Cinchona Bark Tea
Covid, the added complication to the mix. I’m the person that will get really sick from it, or at least I was. When the quarantine began, I had just been bitten by the spider and I was swelling a lot. My lungs were full of fluid and I was struggling with breathing. Covid was a really big fear, and the person who was the most concerned was Scott. I decided that the best thing was for me to go into confinement. I could control myself and stay isolated, and I needed to do that for Scott to know I was safe.
As the quarantines lifted, I began to enter the world, but masked. I will not be getting the vaccine. Autoimmune disease runs full force in my family and in me, and that means my body responds badly to vaccines. There are things added to the vaccine to make your immune system go a little crazy to create immunity, which work in normal people, but in people with autoimmune disease, those things make the immune system go really crazy and attack more parts of the body. I’m so sensitive to things, that we don’t trust my body’s ability to handle any part of a vaccine.
I needed a different strategy going forward, and it has been slowly evolving. There’s a lot of controversy over if the anti-malaria medication prevent covid, but I’ve seen enough to be convinced. Atovaquone may not be 100% effective, but it is quite effective, and I’ve been using it with common sense to function in society. Now that I’ve stopped it, I need a different preventative, and I’ve turned to the first of the anti-malaria medications, quinine, found in the bark of the cinchona tree.
It took a bit for us to figure out the cinchona bark tea and begin using it. One of my friends was telling me a lot about hydroxychloroquine and covid prevention, Kamaile was researching some of it, and then I mentioned it to Scott. He’s big into history, so he immediately began telling me how the British Army used tonic water to prevent malaria in their soldiers. The tonic water was made with quinine to prevent malaria, and that quinine was extracted from cinchona bark.
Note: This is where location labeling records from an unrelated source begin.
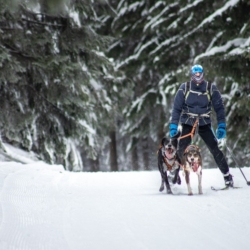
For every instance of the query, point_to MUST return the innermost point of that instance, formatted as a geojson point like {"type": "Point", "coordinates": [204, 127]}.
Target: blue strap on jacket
{"type": "Point", "coordinates": [173, 129]}
{"type": "Point", "coordinates": [221, 130]}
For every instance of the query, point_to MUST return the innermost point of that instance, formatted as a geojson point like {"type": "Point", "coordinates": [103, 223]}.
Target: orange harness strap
{"type": "Point", "coordinates": [192, 131]}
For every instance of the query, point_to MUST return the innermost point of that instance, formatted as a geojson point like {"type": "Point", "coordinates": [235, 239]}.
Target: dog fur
{"type": "Point", "coordinates": [192, 162]}
{"type": "Point", "coordinates": [168, 163]}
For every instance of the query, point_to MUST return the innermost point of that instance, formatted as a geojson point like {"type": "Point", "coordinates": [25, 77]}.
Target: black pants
{"type": "Point", "coordinates": [209, 138]}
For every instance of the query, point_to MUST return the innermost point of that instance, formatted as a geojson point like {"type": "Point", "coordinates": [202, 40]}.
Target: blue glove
{"type": "Point", "coordinates": [221, 130]}
{"type": "Point", "coordinates": [173, 129]}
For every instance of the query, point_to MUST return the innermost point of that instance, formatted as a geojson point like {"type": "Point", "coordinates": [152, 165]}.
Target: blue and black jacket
{"type": "Point", "coordinates": [197, 102]}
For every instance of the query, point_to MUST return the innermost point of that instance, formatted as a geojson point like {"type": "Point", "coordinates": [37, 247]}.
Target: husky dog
{"type": "Point", "coordinates": [192, 162]}
{"type": "Point", "coordinates": [168, 163]}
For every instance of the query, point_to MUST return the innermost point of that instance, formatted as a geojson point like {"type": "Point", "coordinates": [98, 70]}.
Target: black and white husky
{"type": "Point", "coordinates": [168, 164]}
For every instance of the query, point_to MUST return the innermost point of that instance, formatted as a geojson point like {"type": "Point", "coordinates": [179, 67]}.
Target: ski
{"type": "Point", "coordinates": [224, 188]}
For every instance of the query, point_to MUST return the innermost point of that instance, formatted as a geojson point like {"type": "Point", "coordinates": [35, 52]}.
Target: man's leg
{"type": "Point", "coordinates": [183, 143]}
{"type": "Point", "coordinates": [209, 138]}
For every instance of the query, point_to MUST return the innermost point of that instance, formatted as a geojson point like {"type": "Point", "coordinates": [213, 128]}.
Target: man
{"type": "Point", "coordinates": [194, 102]}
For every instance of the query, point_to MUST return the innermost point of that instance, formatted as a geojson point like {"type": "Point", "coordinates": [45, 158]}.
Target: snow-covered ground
{"type": "Point", "coordinates": [45, 207]}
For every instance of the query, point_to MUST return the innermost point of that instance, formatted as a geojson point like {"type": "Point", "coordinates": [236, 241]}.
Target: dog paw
{"type": "Point", "coordinates": [169, 192]}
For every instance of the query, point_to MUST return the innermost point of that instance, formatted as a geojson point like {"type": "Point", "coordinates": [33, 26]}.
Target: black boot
{"type": "Point", "coordinates": [228, 180]}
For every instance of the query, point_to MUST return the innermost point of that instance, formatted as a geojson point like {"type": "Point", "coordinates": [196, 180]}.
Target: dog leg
{"type": "Point", "coordinates": [187, 178]}
{"type": "Point", "coordinates": [162, 185]}
{"type": "Point", "coordinates": [169, 191]}
{"type": "Point", "coordinates": [177, 178]}
{"type": "Point", "coordinates": [199, 173]}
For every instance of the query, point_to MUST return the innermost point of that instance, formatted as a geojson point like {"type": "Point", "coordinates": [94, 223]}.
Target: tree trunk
{"type": "Point", "coordinates": [94, 165]}
{"type": "Point", "coordinates": [113, 151]}
{"type": "Point", "coordinates": [135, 163]}
{"type": "Point", "coordinates": [145, 154]}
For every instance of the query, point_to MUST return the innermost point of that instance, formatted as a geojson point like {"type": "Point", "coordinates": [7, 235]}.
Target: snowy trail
{"type": "Point", "coordinates": [45, 207]}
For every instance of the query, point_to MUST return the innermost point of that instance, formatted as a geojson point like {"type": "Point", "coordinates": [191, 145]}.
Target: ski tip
{"type": "Point", "coordinates": [223, 188]}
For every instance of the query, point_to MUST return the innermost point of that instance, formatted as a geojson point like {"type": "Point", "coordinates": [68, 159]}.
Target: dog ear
{"type": "Point", "coordinates": [177, 135]}
{"type": "Point", "coordinates": [163, 141]}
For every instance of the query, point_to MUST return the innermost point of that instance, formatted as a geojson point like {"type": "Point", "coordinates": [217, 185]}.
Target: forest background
{"type": "Point", "coordinates": [90, 84]}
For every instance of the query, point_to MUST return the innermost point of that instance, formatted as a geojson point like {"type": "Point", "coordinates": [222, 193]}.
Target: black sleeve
{"type": "Point", "coordinates": [179, 100]}
{"type": "Point", "coordinates": [218, 105]}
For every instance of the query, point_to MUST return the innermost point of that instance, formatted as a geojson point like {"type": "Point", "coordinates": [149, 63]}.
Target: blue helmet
{"type": "Point", "coordinates": [197, 69]}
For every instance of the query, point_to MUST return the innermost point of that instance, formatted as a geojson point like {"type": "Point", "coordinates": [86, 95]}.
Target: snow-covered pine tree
{"type": "Point", "coordinates": [156, 44]}
{"type": "Point", "coordinates": [52, 79]}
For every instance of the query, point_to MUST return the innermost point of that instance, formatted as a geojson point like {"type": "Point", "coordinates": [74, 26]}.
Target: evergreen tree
{"type": "Point", "coordinates": [53, 78]}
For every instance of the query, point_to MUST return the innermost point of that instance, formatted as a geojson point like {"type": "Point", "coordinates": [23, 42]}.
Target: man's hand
{"type": "Point", "coordinates": [173, 129]}
{"type": "Point", "coordinates": [221, 131]}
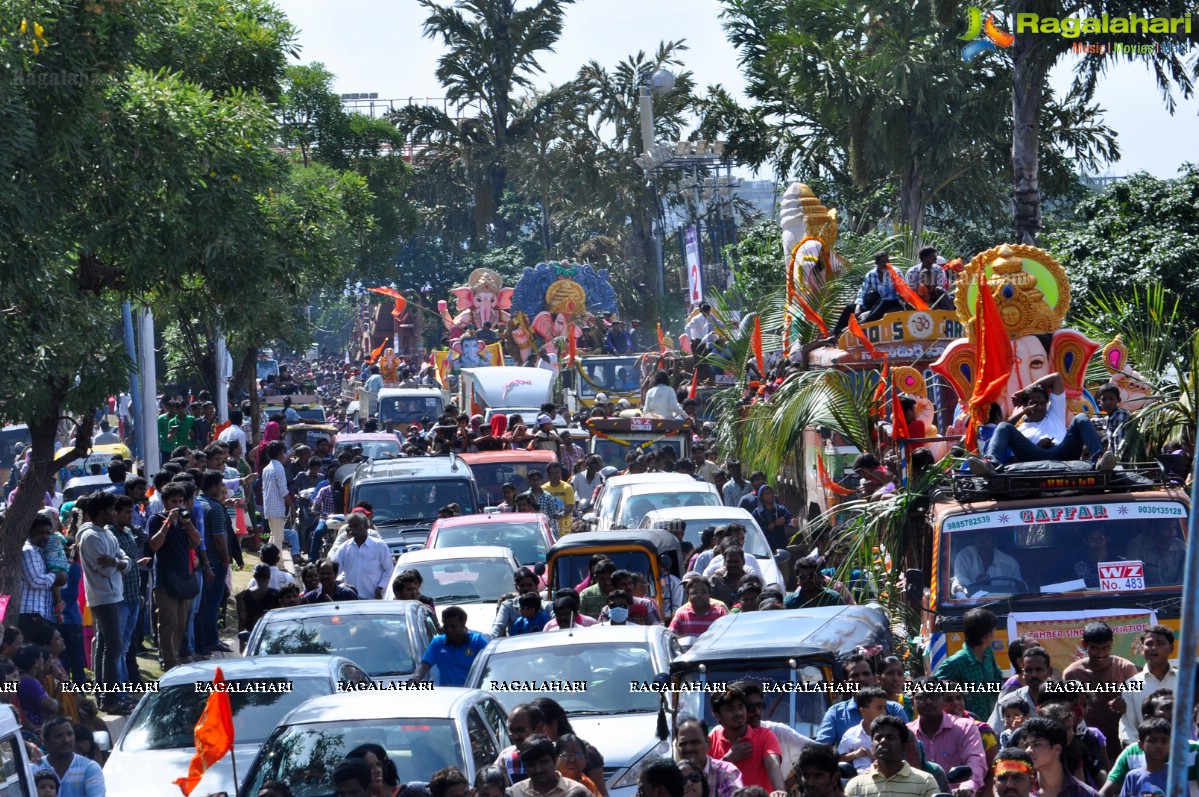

I first began cinchona bark tea before babesia treatment. It is easy to overdose, so I started in slowly, but almost immediately began feeling a bit more energy. I like the taste of it, so adding it to my daily regimen was easy. I stopped as soon as I began atovaquone, fearing overdosing. I began again, and I’m herxing. All the anti-malaria medications seem to work on parasites as well as preventing covid from reproducing. My vacation from treatment isn’t going as planned. If I want to protect myself from covid, I need to take things that attack babesia. They go together, so I have to accept that. No vacations for me.
The herbals seem to be working as well as the atovaquone without some of the really bad side effects. My muscles seized up from the atovaquone, so I have to stop taking it to get the dead babesia out of my body. My muscles don’t seize up from cinchona bark tea, so at least this herxing is getting stuff out of my muscles. The yoga seems to be causing a lot of herxing as well. I’m slowly developing a strategy, every day listening to my body and changing things as needed.
I have one other medication to use in rotation for covid prevention, ivomec. It’s not an herb, but a drug, so I don’t know how my body will respond to it. I need to test it, and that’s for another day. For now, I’m happy to be back on my cinchona bark tea, waiting for Scott to tell me it is time to mask up again. I already avoid going to stores, staying home as much as possible, and masking when I feel I need to. I refuse to live the rest of my life in fear, but I’m not going to be stupid about it either. I’m very comfortable with a mask. I wore one years before covid to prevent asthma attacks due to perfumes, and I have no problem wearing one in public. I will social distance and reduce my exposure to people. Life is full of risks. I’ll make the best choices for me and then go on living, not taking any of my days for granted.